The world championships made a one-time-only stop in St. George, Utah, on May 7 to make up for the 2021 cancellation. The winners were Norway’s Kristian Blummenfelt, the Tokyo Olympic triathlon champion, and Swiss Daniela Ryf, who bagged her fifth Ironman world title.

Both are entered in Kailua-Kona, where the races are now split between two days — Thursday for the women and Saturday for the men.

An Ironman includes a 2.4-mile swim, 112-mile bike and a marathon — totaling 140.6 miles of racing. It takes top triathletes eight hours to complete. Very arguably, it crowns the world’s fittest man and woman.

WATCH LIVE: Ironman Kona, Thursday, 12 p.m.
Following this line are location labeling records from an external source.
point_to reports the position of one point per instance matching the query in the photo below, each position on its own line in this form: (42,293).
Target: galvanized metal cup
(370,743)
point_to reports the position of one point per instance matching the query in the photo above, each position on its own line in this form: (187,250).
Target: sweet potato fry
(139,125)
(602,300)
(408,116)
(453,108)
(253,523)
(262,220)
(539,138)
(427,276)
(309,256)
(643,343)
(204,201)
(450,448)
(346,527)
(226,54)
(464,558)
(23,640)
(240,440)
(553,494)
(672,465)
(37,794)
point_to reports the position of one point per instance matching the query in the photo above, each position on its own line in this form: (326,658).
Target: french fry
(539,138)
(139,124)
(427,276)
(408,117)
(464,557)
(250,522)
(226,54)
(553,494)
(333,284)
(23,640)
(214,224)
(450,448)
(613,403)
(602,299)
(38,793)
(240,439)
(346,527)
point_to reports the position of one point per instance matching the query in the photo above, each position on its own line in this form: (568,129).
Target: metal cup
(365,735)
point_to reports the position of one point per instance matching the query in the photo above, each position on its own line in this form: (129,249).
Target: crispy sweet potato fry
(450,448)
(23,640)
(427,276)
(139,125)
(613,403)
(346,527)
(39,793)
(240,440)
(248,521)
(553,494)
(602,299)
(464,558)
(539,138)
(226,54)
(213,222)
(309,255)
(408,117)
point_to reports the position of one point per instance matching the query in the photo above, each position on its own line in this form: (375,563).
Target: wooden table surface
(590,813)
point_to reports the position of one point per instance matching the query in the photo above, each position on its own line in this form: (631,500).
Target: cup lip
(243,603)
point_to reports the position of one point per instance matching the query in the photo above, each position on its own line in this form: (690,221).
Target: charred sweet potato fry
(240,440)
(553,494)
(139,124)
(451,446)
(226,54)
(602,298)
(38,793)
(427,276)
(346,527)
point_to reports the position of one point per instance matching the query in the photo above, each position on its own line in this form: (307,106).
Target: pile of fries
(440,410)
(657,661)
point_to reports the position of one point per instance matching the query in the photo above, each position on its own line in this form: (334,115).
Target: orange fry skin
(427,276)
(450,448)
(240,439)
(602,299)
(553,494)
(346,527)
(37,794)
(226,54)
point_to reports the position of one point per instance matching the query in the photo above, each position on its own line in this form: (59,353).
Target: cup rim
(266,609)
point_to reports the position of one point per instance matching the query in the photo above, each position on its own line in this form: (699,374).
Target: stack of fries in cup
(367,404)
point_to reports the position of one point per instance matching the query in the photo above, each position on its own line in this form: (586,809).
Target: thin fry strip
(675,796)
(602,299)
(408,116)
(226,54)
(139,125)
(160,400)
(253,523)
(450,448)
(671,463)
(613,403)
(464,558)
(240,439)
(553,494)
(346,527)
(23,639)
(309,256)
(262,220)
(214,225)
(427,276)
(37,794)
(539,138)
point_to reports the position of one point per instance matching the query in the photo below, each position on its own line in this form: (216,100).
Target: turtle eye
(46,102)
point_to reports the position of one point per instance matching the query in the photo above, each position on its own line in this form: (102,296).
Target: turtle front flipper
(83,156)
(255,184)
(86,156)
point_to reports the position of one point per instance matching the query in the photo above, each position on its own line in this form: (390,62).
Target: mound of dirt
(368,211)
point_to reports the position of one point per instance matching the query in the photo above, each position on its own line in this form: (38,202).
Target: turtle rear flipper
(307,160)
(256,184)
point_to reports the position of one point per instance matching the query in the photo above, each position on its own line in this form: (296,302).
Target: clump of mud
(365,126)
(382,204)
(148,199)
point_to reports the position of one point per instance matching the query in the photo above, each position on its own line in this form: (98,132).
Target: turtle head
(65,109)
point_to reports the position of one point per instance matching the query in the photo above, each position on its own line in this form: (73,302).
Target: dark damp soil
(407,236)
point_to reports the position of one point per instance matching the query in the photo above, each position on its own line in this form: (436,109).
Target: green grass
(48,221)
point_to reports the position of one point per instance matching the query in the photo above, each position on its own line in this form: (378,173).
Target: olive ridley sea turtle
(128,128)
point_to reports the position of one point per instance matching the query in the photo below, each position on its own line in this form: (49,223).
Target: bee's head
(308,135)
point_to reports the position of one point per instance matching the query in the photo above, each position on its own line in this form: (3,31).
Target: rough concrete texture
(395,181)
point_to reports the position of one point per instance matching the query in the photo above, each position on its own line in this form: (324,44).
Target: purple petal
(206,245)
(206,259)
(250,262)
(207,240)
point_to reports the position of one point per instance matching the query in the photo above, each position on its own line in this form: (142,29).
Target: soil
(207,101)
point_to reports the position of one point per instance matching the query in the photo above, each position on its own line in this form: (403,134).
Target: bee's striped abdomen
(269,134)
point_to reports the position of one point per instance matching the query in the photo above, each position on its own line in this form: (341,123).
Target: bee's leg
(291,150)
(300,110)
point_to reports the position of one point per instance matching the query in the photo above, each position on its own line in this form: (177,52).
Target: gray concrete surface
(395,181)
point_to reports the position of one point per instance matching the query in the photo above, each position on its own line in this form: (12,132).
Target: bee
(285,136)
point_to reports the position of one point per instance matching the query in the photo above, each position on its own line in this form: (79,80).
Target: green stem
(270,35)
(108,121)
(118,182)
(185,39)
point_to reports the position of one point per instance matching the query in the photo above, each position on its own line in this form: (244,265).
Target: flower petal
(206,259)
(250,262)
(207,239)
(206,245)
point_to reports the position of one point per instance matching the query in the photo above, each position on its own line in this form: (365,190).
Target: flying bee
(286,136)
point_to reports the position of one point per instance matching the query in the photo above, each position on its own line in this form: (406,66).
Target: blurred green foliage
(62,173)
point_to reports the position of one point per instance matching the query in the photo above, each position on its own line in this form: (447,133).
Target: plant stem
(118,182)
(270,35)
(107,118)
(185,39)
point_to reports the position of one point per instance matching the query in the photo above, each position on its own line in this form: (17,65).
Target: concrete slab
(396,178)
ET — STREAM LINK

Ryf, 35 and a 2008 and 2012 Olympian, can tie retired countrywoman Natascha Badmann for second place on the women’s list at six Ironman world titles. Only Zimbabwean-turned-American Paula Newby-Fraser has more with eight.

The field also includes German Anne Haug, the 2019 Kona champ and only woman other than Ryf to win since 2015. Brit Lucy Charles-Barclay, the Kona runner-up in 2017, 2018 and 2019, returns after missing the St. George event due to a stress fracture in her hip.

Blummenfelt, 28 and in his Kona debut, will try to become the youngest male champion in Kona since German Normann Stadler in 2005. His top challengers include countryman Gustav Iden, the two-time reigning Half Ironman world champion, and German Patrick Lange, the 2017 and 2018 Ironman Kona winner.

Also racing Saturday is Dallas Clark, a retired All-Pro NFL tight end with the Indianapolis Colts, and Tony Kanaan, the 2013 Indy 500 champion who completed the 2011 Kona Ironman in 12 hours, 52 minutes, 40 seconds.